What is persistent pulmonary hypertension of the newborn (PPHN)?
Tip: Consider shunt physiology and cardiopulmonary support.

500

Explain briefly how cold stress in a neonate can lead to hypoglycemia (two-step physiologic link).

What is increased metabolic demand → nonshivering thermogenesis (brown fat) → increased glucose consumption → hypoglycemia?
Tip: Prevention (warmth) avoids this cascade.

500

Very preterm infants are particularly vulnerable to intraventricular hemorrhage because of this fragile vascular region and the infant’s inability to autoregulate which physiologic parameter.

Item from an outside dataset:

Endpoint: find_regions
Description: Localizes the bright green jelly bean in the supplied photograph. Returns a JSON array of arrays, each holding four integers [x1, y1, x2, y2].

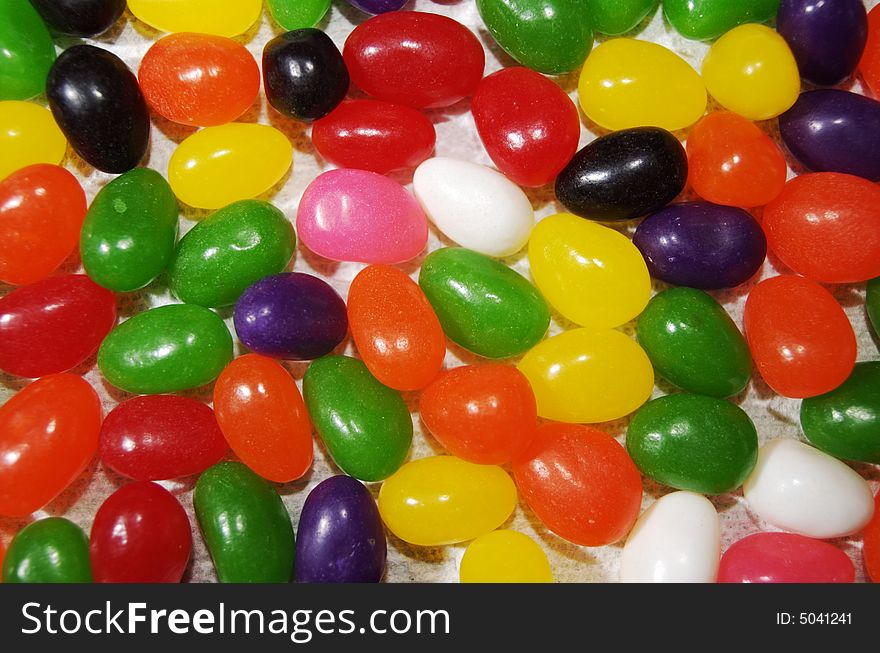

What is the germinal matrix and impaired cerebral blood flow autoregulation?

Tip: Avoid rapid BP/ventilation changes in preemies to reduce IVH risk.

500

Maternal blood volume expands during normal pregnancy by approximately this percentage above pre-pregnancy levels (peaking near 32 weeks), contributing to physiologic hemodilution and the so-called 'anemia of pregnancy.

What is about 40% (roughly 30–50%)?

Tip: Emphasize that increased plasma volume > RBC increase causes physiologic anemia and provides hemodynamic reserve for placental perfusion and blood loss at delivery.